Collectively, the quantitative results in the scenarios of 2D and 3D input highlight that our method delivers robust and comprehensive music generation performance compared to existing work on the 2D and 3D dance-to-music task.

Figure 5 illustrates the training loss and the accuracy in the test dataset. The left red curve is the training loss and the right blue curve is the test accuracy.

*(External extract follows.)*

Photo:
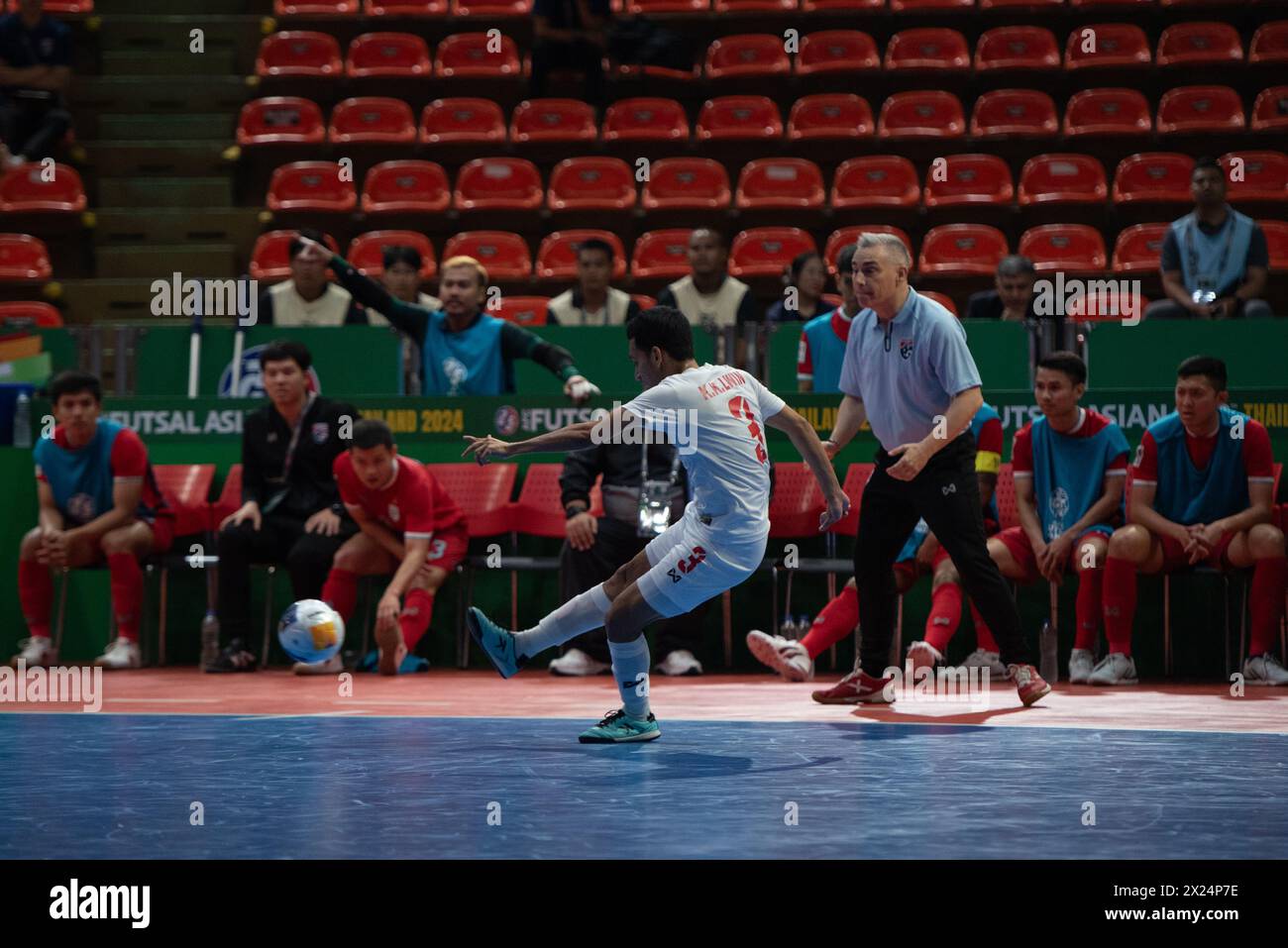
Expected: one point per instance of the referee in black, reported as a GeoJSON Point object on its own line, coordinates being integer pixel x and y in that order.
{"type": "Point", "coordinates": [909, 371]}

In Figure 6, we illustrate a 6-s segment to visualize the synchronization between the generated beats and the ground-truth music beats in a 3D scenario. Benefiting from the kinetic beat features, our model effectively captures the rhythmic patterns of music and achieves precise beat alignment.

4.4. Ablation Experiments

Building upon the preliminary work presented in our conference paper [23], we conducted additional ablation experiments to systematically explore the importance of the kinematic beat (KB) feature in enhancing the model’s music–motion beat alignment capability. This supplementary experimental design aims to address a gap in the initial study by quantifying the specific contribution of the KB feature, a core component of our proposed framework, thereby strengthening the reliability and persuasiveness of our research conclusions. The KB feature is specifically designed to capture the fine-grained rhythmic alignment between music signals and motion dynamics. As one of the core input features to the music RVQ module in our model, it plays a vital role in facilitating the RVQ module to learn discriminative cross-modal representations that bridge music and motion. To rigorously quantify the impact of the KB feature on model performance, we constructed a dedicated ablation variant: the full model architecture was retained, except that the KB feature was removed from the input of the music RVQ module. The quantitative comparison results between the full model (with the KB feature) and the ablation variant (without the KB feature) under different hyperparameter settings are summarized in Table 5.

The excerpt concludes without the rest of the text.